I am re-working a xover I built some time back that is for a 3-way design.
My design is essentially this:
https://sound-au.com/project81.htm
While my design is a 3-way, it is literally just a single adaptation of the above. All I have done is taken the signal that comes off the high-pass filter block and fed it back into another 2-way network.
-> The low pass from the initial network goes directly to the low frequency amplifier.
-> The high pass from the initial netowork goes into the SECOND 2-way network
-> The midrange is fed through the SECOND low pass out
-> The tweeter is fed through the SECOND high pass out
All this is done w/ active circuitry - this is NOT a passive crossover.
So now I am wondering how the phase shift is going to play out...
The two outputs from the initial filter are each 90 degrees out-of-phase from the input - so 180 total.
The outputs from the second filter are also each 90 degrees out-of-phase from the output of the first filter. So correct me if I am wrong but...
1) Tweeter and midrange will be 180 out of phase from each-other
2) Midrange and woofer will be 90 out of phase from each other, no?

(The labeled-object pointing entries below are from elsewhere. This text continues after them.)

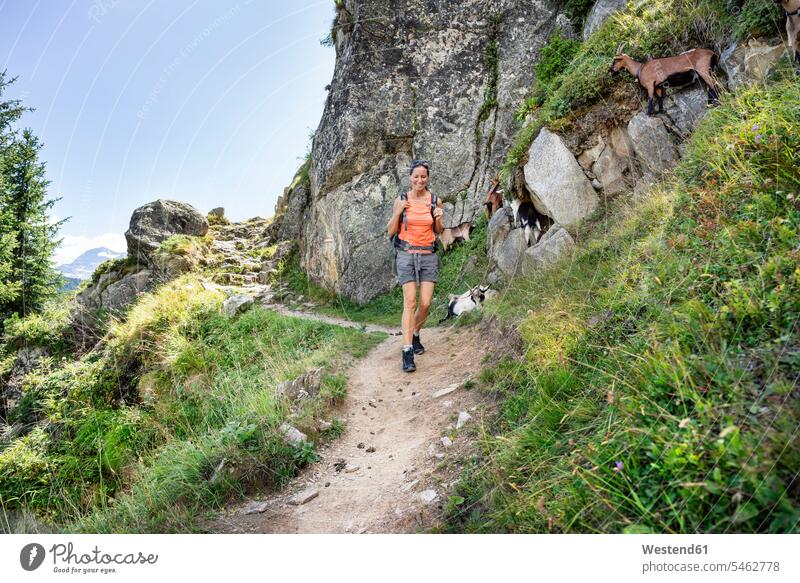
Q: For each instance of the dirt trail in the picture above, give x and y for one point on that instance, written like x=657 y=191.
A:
x=380 y=474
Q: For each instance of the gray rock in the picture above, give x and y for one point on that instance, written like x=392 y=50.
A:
x=303 y=387
x=303 y=497
x=112 y=292
x=558 y=185
x=156 y=221
x=652 y=144
x=411 y=81
x=293 y=217
x=506 y=244
x=686 y=108
x=750 y=63
x=601 y=10
x=553 y=245
x=292 y=434
x=589 y=156
x=463 y=417
x=446 y=391
x=507 y=257
x=254 y=507
x=237 y=304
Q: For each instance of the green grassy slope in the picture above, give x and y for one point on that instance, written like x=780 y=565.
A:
x=133 y=436
x=660 y=390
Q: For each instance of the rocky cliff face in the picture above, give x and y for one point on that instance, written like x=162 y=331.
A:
x=426 y=79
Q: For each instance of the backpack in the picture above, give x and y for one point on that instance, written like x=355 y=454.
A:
x=401 y=245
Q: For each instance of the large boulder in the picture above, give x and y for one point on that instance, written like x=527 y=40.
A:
x=652 y=143
x=554 y=244
x=601 y=10
x=610 y=162
x=559 y=188
x=156 y=221
x=506 y=244
x=750 y=63
x=111 y=292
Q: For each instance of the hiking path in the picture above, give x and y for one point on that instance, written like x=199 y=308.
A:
x=396 y=463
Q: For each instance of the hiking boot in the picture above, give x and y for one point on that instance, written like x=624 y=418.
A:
x=418 y=347
x=408 y=361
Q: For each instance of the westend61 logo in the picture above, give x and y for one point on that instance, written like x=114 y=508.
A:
x=66 y=560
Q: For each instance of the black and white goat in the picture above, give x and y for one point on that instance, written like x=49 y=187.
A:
x=468 y=301
x=525 y=216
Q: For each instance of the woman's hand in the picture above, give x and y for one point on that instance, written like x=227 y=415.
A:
x=399 y=207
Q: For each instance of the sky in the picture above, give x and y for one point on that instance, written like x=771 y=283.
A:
x=209 y=102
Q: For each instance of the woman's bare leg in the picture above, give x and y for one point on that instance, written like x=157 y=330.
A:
x=425 y=297
x=409 y=303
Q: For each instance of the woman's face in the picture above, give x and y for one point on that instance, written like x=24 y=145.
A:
x=419 y=178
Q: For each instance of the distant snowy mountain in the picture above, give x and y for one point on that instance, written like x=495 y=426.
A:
x=84 y=266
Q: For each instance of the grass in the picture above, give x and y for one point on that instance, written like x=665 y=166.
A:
x=658 y=391
x=172 y=416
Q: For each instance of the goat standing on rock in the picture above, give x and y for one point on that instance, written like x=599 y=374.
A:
x=656 y=74
x=791 y=10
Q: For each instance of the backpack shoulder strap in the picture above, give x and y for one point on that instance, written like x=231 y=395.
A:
x=403 y=218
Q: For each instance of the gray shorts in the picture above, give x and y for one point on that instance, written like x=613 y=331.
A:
x=411 y=265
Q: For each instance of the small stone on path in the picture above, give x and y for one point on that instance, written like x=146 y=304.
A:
x=428 y=496
x=445 y=391
x=292 y=434
x=304 y=496
x=463 y=417
x=255 y=507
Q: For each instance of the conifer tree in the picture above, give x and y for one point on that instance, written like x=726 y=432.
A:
x=27 y=238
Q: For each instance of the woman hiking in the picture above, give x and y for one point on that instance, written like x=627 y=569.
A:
x=416 y=219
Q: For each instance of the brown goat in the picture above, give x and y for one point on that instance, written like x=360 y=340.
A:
x=494 y=199
x=656 y=74
x=454 y=234
x=791 y=10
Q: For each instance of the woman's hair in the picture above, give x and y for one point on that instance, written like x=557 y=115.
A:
x=416 y=163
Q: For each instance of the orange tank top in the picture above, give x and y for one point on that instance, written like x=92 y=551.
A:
x=420 y=224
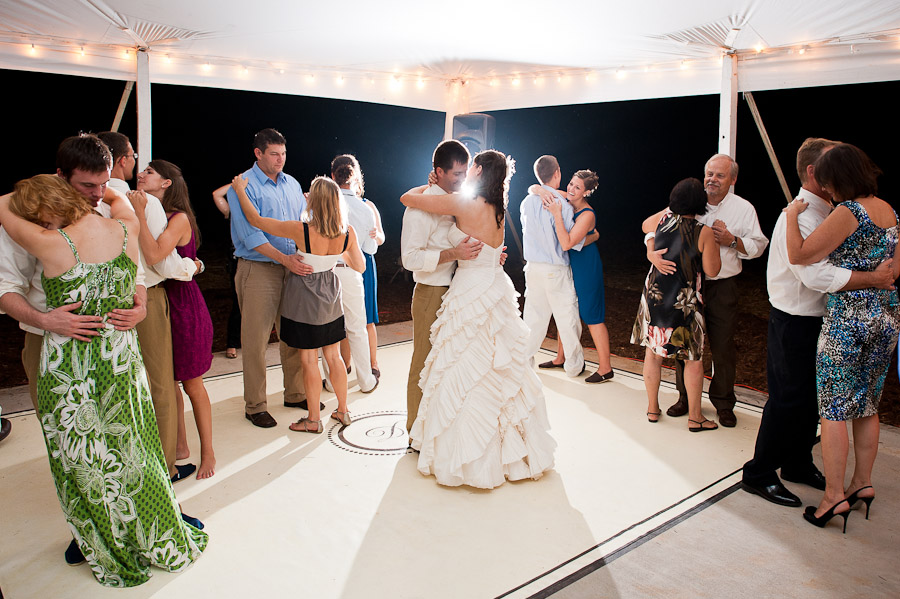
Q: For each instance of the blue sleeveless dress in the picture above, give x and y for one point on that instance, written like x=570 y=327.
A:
x=860 y=328
x=587 y=273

In the second filter, the midrange is delayed another 90 degrees - bringing it back down to where the original signal
should be - and since the woofer was delayed 90 degrees from the original signal to start, we have a total of 90 degrees difference between woofer and mid - correct?
So there is the first question - am I understanding the phase shift correctly?

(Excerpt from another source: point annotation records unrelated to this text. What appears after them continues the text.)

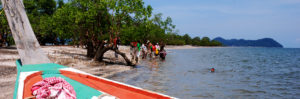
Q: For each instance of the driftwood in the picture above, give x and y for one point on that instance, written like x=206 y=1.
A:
x=27 y=45
x=101 y=50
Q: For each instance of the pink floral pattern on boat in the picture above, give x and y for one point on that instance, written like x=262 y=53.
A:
x=53 y=88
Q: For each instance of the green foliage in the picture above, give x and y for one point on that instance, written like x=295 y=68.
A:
x=93 y=21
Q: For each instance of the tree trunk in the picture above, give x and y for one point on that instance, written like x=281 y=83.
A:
x=90 y=49
x=130 y=63
x=28 y=47
x=101 y=50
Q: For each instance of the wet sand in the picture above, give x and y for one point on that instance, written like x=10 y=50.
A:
x=67 y=56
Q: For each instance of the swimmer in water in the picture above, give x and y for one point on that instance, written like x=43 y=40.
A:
x=212 y=70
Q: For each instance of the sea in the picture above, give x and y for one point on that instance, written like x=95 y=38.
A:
x=240 y=73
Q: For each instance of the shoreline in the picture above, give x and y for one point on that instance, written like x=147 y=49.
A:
x=68 y=56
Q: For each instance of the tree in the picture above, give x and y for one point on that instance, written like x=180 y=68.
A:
x=187 y=39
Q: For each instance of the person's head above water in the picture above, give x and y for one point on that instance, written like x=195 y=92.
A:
x=212 y=70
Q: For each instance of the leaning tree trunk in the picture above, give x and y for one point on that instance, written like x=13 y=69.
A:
x=28 y=47
x=102 y=49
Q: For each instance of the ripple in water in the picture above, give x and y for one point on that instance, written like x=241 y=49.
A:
x=240 y=73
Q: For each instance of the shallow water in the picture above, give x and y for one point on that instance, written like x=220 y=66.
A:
x=240 y=73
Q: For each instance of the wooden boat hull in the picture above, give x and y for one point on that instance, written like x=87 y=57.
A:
x=85 y=85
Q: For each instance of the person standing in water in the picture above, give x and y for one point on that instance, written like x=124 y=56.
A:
x=116 y=42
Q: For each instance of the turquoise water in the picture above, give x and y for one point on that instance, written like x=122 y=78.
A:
x=240 y=73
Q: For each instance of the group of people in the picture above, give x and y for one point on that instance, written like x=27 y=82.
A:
x=138 y=49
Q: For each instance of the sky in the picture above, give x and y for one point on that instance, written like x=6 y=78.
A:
x=235 y=19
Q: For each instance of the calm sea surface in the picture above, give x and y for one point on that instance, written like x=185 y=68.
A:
x=240 y=73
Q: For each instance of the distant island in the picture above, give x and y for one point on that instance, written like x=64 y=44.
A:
x=265 y=42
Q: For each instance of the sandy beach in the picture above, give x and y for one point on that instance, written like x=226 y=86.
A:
x=67 y=56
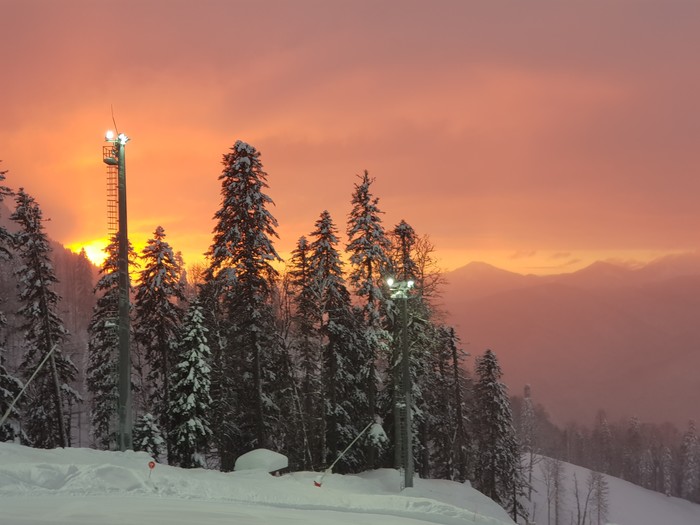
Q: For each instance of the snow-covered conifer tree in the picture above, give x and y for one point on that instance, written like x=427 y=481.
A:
x=498 y=458
x=148 y=436
x=306 y=347
x=50 y=393
x=602 y=444
x=667 y=471
x=690 y=466
x=243 y=277
x=10 y=386
x=5 y=236
x=368 y=247
x=190 y=402
x=446 y=408
x=344 y=395
x=527 y=435
x=103 y=349
x=158 y=310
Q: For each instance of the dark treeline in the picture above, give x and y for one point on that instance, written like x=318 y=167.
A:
x=234 y=354
x=659 y=457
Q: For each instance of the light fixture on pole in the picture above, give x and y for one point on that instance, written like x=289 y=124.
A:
x=113 y=156
x=400 y=290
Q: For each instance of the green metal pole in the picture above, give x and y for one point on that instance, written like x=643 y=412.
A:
x=408 y=431
x=124 y=404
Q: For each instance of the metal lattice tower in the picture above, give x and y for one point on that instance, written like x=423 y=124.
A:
x=112 y=190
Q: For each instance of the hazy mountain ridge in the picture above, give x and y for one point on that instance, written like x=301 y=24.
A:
x=628 y=337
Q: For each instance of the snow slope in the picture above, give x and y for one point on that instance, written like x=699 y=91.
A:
x=85 y=487
x=629 y=504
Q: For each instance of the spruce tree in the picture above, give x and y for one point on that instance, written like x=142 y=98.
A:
x=6 y=238
x=103 y=349
x=498 y=458
x=241 y=273
x=690 y=466
x=10 y=386
x=148 y=436
x=306 y=320
x=447 y=416
x=50 y=392
x=368 y=248
x=343 y=390
x=158 y=310
x=190 y=402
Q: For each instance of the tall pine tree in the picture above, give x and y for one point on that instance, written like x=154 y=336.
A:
x=190 y=402
x=306 y=320
x=50 y=392
x=368 y=247
x=158 y=309
x=103 y=349
x=10 y=386
x=344 y=395
x=498 y=458
x=242 y=275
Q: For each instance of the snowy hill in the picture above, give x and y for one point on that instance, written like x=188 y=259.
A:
x=626 y=337
x=628 y=504
x=85 y=487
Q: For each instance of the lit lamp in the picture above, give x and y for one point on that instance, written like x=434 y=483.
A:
x=400 y=290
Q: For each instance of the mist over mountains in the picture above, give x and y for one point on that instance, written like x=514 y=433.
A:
x=626 y=340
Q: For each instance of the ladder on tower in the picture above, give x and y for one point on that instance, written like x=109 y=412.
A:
x=112 y=190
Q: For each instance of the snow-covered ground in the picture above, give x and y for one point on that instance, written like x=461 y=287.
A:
x=86 y=487
x=628 y=504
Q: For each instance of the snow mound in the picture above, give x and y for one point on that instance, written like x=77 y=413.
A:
x=261 y=459
x=84 y=487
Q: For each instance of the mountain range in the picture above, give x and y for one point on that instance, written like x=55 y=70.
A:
x=612 y=337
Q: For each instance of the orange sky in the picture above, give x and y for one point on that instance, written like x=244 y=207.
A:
x=536 y=136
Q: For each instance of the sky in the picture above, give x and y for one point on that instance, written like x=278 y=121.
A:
x=535 y=136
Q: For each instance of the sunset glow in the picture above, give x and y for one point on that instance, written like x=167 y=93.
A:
x=538 y=139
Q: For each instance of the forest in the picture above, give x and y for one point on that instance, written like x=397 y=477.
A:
x=249 y=351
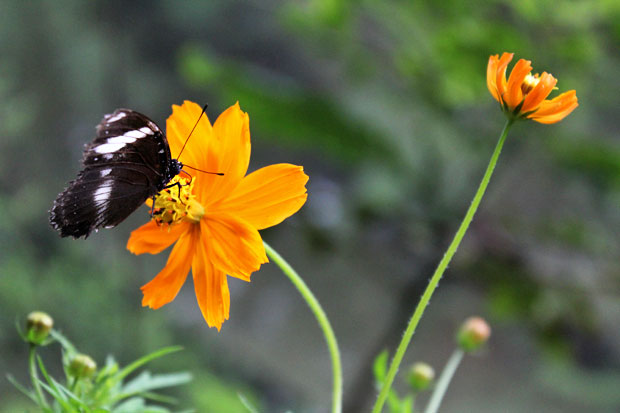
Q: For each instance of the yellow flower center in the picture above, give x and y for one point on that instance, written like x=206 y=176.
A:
x=529 y=83
x=177 y=203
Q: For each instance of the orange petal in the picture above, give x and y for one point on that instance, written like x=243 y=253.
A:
x=268 y=196
x=178 y=128
x=211 y=288
x=228 y=153
x=235 y=247
x=166 y=285
x=539 y=93
x=556 y=109
x=514 y=94
x=491 y=76
x=500 y=75
x=153 y=238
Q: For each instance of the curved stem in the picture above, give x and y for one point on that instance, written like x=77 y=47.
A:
x=314 y=305
x=34 y=377
x=444 y=381
x=443 y=264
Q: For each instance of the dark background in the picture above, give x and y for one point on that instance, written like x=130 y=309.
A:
x=385 y=105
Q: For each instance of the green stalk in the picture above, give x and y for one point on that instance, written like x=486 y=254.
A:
x=443 y=264
x=314 y=305
x=444 y=381
x=34 y=377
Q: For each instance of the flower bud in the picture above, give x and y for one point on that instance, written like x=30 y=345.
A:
x=38 y=327
x=473 y=334
x=421 y=375
x=82 y=366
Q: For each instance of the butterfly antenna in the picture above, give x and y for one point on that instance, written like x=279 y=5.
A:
x=204 y=109
x=200 y=170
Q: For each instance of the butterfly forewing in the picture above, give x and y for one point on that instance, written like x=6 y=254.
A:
x=127 y=162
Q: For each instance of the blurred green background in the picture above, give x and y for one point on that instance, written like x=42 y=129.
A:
x=385 y=105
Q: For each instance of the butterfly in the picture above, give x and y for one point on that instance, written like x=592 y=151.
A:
x=128 y=162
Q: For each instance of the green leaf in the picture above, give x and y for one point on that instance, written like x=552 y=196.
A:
x=379 y=366
x=21 y=388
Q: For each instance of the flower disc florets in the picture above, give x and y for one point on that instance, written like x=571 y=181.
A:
x=177 y=203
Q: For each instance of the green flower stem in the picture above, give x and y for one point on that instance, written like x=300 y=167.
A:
x=314 y=305
x=443 y=264
x=34 y=377
x=444 y=381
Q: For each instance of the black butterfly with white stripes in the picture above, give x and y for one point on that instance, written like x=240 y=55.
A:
x=128 y=161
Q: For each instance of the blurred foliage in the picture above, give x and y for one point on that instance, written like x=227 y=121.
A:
x=85 y=388
x=385 y=104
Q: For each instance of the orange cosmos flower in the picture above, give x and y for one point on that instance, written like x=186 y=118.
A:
x=214 y=220
x=525 y=95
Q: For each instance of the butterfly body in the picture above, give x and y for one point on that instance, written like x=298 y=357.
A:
x=128 y=162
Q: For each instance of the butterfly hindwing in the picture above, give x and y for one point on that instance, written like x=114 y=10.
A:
x=127 y=162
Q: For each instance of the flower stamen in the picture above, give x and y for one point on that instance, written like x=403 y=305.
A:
x=529 y=83
x=177 y=203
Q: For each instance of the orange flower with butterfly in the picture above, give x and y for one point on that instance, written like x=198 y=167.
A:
x=213 y=221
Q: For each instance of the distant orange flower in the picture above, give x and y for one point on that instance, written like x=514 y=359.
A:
x=214 y=220
x=525 y=95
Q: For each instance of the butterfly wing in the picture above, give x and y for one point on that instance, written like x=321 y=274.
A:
x=126 y=163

Question 2: Is this 90 degree going to be much of an issue? I suppose that the driver VC offsets can affect things much more than this 90 degree offset imposed at the xover.
Question 3: I suppose I could use any arbitrary 1st-order filters back-to-back to provide the 90-degree phase shift needed to bring the woofer back into relative phase with the tween and woofer network, no? Any RC or CR network set that is well above the woofer xover frequency would basically each provide 45 degrees - giving me 90 total.

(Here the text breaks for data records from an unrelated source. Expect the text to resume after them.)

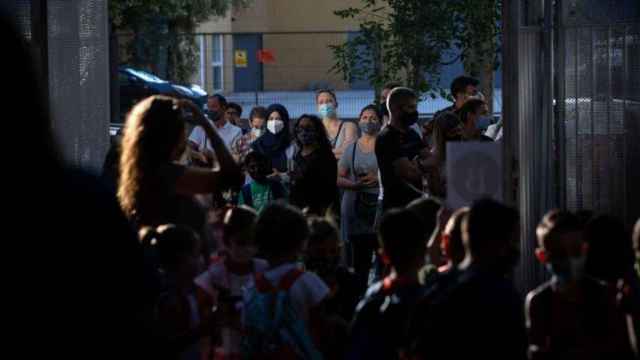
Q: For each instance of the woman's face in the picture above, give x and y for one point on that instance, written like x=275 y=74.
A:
x=258 y=122
x=369 y=116
x=325 y=98
x=306 y=125
x=275 y=116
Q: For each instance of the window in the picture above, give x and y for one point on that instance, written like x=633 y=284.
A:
x=217 y=63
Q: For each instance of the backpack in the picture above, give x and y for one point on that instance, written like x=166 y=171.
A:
x=272 y=327
x=277 y=192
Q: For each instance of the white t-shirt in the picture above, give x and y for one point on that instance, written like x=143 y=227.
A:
x=494 y=131
x=229 y=134
x=218 y=276
x=305 y=293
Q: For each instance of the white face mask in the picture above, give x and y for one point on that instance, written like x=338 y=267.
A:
x=275 y=126
x=257 y=132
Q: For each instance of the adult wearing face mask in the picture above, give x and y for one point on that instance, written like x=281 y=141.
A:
x=257 y=121
x=358 y=176
x=397 y=149
x=471 y=116
x=462 y=89
x=315 y=169
x=340 y=133
x=216 y=108
x=275 y=143
x=572 y=316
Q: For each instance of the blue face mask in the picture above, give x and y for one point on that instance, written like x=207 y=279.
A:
x=327 y=111
x=483 y=123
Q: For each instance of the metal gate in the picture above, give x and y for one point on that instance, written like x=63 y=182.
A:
x=598 y=112
x=572 y=112
x=70 y=43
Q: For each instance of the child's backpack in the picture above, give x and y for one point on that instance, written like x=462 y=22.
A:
x=272 y=328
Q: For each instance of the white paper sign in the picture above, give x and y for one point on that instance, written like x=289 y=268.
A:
x=474 y=171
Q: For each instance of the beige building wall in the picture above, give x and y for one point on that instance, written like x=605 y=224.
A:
x=303 y=62
x=302 y=58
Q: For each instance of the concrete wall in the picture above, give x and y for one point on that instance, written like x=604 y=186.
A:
x=302 y=62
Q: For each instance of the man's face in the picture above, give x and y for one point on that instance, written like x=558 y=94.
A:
x=213 y=104
x=384 y=95
x=232 y=115
x=409 y=106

Now for the one I have been wanting to ask for YEARS....
Question 4: I am not a math junkie and never got anything beyond my high school education in math. So forgive this ignorance but..
I understand how you can delay a signal by 45/90/etc degrees. That makes perfect sense. Energy gets stored in the network and released a tiny fraction of time later - delaying the signal that is output.
But how on earth does the high-pass signal get "moved forward"?!?!?! Forgive me here - but even with advances in quantum mechanics, we have not fully developed time travel in actual practice, so... How can a signal be shifted 90 degrees FORWARD? I am - ovbiously - thinking about this in the time domain. So to shift a signal FORWARD, you have to move the entire time scale BACKWARDS. What am I missing here?